The whole of 19th century English politics and governance can be seen through the contemporary framework of 'nuisance and annoyance'. Everything.

I've been taken with this idea since I read it in David Churchill's work on Leeds and municipal governance.
Perhaps we should reframe how English politicians in parliament and in local government saw the citizens they ruled.
It wasn't about revolution vs stability. That was for the Continent.
It was about the minutiae of being annoyed about nuisances.
I'm seeing this in language about how to plan out the colonies as well. More at stake there, but still seen as nuisances that needed to be tidied up.
I keep getting sidetracked by debates by local councils on issues like litter, sewage, protruding awnings on pavements, etc.
On the one hand it's good old Leicester school of urban history stuff on municipal reform in the 19th century.
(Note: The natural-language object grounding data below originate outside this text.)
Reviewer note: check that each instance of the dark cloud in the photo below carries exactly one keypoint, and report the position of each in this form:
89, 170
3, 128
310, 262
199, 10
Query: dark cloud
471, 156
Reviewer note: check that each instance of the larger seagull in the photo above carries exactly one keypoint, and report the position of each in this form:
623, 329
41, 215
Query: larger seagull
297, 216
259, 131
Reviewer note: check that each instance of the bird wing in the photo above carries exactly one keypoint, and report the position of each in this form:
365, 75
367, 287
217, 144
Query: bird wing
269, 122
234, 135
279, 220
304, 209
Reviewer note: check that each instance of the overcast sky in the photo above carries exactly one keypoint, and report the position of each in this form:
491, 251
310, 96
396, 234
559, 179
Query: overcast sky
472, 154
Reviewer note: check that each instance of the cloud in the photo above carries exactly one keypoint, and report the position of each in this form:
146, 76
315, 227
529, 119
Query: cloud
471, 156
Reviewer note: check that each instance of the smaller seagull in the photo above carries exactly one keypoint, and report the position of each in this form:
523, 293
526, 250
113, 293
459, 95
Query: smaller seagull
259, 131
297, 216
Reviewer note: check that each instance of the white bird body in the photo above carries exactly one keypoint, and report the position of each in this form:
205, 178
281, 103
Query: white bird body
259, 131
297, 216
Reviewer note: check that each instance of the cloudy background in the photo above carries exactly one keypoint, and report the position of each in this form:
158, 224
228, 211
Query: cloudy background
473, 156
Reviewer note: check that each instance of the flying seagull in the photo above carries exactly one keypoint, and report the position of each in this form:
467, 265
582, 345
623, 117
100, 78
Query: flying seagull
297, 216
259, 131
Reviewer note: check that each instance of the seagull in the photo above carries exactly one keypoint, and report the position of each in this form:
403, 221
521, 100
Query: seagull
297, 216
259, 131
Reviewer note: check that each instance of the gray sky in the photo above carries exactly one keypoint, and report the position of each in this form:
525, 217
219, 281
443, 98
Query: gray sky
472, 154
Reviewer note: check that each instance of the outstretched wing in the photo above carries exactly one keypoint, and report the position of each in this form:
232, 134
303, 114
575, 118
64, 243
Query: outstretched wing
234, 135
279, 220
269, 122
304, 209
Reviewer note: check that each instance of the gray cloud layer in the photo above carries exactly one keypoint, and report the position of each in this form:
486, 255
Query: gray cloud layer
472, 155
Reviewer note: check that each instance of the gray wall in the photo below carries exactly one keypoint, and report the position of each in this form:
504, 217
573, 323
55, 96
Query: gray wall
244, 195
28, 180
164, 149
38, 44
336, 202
But I'm thinking it represents much more
why England in particular saw governance so differently from other nations. & why continental revolutions never really caught on here.
Class is about being annoyed by small infractions of others. You define yourself against someone being a 'nuisance'
Joyce, Stedman Jones et al tried to encapsulate this sense by describing the 1840s as an era of 'liberal governmentality', of the rise of self-governance and urban improvement as a form of class control. I'm not sure this captures what I mean here though.